By MADALAINE ELHABBAL | CATHOLIC VOTE
According to the Department of Crown-Indigenous Relations in Canada, no human remains have been discovered at the site of an alleged “mass grave” at the Indian Residential School in Kamloops in British Columbia.
Kamloops is about a 14-hour car drive southeast from Hyder, its closest community to Alaska.
On May 27, 2021, the Tkʼemlúps te Secwepemc First Nation claimed they had discovered the “heartbreaking truth” regarding the Catholic-run residential school after a ground-penetrating radar allegedly uncovered a mass grave of 215 children.
Three years, $7.9 million, and at least 85 destroyed historic Catholic churches later, no human remains have been discovered, according to a May 9 report from Western Standard.
Department spokesperson Carolane Gratton stated in the report that the department had allocated the $7.9 million to uncovering the bodies, and confirmed that no progress had been made.
Both Gratton and the First Nation tribe have declined to disclose how the funds were spent.
“The discovery of 215 children’s graves at the Kamloops Residential School site in 2021 prompted an international outcry. However, no remains have been recovered since then. In response, the government lowered the Peace Tower flag for 161 days, allocated $3.1 million for a national Residential Schools Student Death Register, and earmarked $238.8 million for a Residential Schools Missing Children Community Support Fund, expiring in 2025,” the Western Standard reported.

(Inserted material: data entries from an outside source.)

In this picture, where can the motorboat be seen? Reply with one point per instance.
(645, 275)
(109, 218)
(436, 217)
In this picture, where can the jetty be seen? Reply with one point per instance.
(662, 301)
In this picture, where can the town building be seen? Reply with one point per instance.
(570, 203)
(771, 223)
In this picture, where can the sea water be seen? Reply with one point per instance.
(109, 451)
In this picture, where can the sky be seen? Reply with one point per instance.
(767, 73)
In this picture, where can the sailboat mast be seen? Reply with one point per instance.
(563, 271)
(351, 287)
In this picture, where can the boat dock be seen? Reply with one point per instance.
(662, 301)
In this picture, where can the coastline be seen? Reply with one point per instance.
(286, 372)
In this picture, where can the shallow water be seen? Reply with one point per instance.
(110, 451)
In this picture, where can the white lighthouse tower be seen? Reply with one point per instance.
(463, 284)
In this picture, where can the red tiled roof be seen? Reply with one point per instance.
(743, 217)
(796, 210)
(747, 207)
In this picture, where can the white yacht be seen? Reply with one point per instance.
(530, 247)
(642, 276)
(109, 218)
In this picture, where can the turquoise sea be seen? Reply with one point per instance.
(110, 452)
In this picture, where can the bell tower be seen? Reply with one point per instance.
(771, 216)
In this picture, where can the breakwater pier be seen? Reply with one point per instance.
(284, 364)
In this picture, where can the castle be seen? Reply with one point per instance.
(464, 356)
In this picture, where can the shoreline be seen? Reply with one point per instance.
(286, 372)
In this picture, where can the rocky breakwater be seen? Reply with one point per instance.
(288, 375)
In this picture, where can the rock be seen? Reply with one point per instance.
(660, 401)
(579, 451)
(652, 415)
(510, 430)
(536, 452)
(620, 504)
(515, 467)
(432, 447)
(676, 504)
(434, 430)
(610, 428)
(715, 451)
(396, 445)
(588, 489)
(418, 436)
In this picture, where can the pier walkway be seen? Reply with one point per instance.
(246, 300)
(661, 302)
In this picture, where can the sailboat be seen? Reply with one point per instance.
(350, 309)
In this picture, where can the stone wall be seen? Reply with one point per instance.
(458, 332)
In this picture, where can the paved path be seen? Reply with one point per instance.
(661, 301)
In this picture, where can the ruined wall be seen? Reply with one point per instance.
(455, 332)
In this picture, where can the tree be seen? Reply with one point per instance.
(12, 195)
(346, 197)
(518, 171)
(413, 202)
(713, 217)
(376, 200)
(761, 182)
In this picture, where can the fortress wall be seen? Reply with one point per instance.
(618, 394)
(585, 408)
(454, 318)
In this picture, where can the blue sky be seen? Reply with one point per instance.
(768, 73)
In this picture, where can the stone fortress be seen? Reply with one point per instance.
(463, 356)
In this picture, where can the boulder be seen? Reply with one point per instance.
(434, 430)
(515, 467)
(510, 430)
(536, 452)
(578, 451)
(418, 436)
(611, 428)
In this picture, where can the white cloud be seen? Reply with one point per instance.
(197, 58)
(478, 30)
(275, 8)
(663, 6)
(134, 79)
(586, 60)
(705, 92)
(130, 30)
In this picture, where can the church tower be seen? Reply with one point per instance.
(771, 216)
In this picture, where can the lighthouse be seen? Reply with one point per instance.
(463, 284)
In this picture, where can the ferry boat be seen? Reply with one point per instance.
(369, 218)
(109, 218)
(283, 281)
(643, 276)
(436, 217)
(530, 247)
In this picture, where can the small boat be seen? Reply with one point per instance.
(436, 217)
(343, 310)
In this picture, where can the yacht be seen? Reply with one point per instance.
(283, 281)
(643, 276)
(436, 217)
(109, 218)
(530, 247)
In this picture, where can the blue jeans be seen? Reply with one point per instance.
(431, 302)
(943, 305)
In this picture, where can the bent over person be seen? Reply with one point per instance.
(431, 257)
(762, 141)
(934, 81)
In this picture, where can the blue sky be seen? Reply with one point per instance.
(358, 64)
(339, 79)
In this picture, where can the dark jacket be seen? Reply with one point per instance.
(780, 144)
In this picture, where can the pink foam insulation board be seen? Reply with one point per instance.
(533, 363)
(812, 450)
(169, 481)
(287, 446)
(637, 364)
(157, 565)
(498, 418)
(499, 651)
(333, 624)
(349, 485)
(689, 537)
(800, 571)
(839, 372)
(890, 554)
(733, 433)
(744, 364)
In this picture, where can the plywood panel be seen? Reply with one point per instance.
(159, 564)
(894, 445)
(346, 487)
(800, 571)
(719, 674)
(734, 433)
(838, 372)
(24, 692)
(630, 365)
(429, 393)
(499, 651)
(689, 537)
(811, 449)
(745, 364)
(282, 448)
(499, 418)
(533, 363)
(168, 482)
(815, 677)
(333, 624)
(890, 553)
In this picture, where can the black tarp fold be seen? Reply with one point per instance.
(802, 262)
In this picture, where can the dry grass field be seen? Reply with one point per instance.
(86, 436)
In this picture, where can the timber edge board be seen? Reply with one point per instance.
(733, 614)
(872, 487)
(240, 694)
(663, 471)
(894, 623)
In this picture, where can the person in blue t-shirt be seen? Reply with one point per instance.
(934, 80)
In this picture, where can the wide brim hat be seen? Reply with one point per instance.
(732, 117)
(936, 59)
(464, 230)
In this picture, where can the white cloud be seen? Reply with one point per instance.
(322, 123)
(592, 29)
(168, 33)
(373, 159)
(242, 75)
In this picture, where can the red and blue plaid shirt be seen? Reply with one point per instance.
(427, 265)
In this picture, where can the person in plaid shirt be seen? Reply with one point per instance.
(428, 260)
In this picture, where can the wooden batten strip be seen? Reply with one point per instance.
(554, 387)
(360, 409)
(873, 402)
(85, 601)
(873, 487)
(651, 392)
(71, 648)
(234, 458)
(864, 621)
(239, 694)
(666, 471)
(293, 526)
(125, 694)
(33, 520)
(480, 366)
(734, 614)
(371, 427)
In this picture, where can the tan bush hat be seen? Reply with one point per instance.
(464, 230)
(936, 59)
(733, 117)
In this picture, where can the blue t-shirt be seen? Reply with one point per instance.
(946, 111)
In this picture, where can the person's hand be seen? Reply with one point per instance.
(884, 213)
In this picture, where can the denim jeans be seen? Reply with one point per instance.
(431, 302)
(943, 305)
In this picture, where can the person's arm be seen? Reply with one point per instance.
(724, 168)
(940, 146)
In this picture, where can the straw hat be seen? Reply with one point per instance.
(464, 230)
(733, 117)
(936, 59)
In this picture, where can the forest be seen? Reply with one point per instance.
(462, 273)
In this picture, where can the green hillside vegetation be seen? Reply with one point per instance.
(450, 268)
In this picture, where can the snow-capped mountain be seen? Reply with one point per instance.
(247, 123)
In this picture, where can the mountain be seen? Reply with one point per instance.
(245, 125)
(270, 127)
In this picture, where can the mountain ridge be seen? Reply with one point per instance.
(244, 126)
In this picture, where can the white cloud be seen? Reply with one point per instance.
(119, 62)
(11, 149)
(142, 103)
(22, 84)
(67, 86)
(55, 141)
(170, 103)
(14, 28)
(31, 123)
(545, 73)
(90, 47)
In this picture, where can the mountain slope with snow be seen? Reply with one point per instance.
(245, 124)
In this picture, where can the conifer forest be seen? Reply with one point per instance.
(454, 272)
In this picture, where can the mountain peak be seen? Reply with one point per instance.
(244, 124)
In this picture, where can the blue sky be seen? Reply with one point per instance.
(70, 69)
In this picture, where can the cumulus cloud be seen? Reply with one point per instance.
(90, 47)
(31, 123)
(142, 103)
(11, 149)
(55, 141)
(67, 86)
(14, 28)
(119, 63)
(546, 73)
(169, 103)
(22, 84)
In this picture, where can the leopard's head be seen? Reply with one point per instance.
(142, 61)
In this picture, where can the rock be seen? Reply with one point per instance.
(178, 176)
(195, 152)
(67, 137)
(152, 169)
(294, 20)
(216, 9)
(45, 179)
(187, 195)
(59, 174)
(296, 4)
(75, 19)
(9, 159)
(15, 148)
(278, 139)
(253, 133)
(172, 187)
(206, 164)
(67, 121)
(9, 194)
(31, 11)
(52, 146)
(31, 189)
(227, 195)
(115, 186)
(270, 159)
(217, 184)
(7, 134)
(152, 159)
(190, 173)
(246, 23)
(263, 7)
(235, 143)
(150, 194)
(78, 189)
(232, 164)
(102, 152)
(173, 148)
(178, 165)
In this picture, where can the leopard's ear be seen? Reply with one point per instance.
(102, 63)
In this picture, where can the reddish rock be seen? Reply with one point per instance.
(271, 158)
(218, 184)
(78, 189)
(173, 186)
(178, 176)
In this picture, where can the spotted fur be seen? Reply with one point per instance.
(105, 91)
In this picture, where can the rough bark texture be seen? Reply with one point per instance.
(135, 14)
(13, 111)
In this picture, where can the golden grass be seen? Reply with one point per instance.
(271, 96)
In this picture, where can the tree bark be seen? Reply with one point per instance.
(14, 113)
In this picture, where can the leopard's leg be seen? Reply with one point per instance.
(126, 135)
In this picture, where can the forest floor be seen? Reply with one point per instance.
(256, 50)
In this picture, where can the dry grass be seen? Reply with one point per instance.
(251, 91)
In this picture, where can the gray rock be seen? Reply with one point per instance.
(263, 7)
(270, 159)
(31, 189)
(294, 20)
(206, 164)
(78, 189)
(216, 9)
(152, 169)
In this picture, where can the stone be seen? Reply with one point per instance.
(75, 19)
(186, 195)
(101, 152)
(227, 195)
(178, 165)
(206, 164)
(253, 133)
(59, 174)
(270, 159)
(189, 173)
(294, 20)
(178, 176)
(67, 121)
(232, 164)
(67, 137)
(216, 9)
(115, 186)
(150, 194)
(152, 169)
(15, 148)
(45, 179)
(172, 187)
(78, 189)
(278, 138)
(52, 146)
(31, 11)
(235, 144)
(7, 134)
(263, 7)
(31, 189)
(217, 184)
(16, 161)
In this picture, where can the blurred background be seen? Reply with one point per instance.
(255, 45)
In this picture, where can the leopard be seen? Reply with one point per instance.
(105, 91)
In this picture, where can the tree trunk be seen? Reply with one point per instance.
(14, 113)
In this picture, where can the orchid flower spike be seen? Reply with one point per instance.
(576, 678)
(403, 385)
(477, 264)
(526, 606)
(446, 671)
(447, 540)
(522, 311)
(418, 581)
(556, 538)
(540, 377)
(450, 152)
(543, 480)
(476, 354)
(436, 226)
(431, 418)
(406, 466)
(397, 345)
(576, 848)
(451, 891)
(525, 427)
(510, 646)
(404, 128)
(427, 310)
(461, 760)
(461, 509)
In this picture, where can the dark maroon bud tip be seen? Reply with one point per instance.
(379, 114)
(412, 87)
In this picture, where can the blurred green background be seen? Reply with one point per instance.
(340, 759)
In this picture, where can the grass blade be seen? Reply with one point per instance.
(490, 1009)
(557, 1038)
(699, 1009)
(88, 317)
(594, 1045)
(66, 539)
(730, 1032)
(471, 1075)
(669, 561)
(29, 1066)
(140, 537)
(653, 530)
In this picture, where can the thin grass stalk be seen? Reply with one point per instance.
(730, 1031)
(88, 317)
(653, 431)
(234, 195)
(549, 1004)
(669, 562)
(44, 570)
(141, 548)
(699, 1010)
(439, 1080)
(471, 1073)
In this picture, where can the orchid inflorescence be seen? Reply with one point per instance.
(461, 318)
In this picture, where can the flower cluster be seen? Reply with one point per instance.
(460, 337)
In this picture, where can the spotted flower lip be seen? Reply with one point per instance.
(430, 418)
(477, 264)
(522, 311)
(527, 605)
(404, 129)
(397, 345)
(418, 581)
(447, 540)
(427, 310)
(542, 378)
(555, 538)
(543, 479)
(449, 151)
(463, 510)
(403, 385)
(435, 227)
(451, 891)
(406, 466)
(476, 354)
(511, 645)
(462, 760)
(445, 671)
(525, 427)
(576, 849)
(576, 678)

In an op-ed published in The Federalist on May 10, John Daniel Davidson described the situation as “a hoax” and “a modern-day libel against Christians” that resulted in the widespread destruction of historic Catholic churches across Canada.
Prime Minister Justin Trudeau says, however, that “What happened decades ago isn’t part of our history, it is an irrefutable part of our present.”
Read the story at Catholic Vote.
Read the story at the Western Standard.
Similarly last year, after extensive excavation, no evidence of human remains were found on the grounds of a Manitoba residential school for Indians that had been run by Catholic nuns.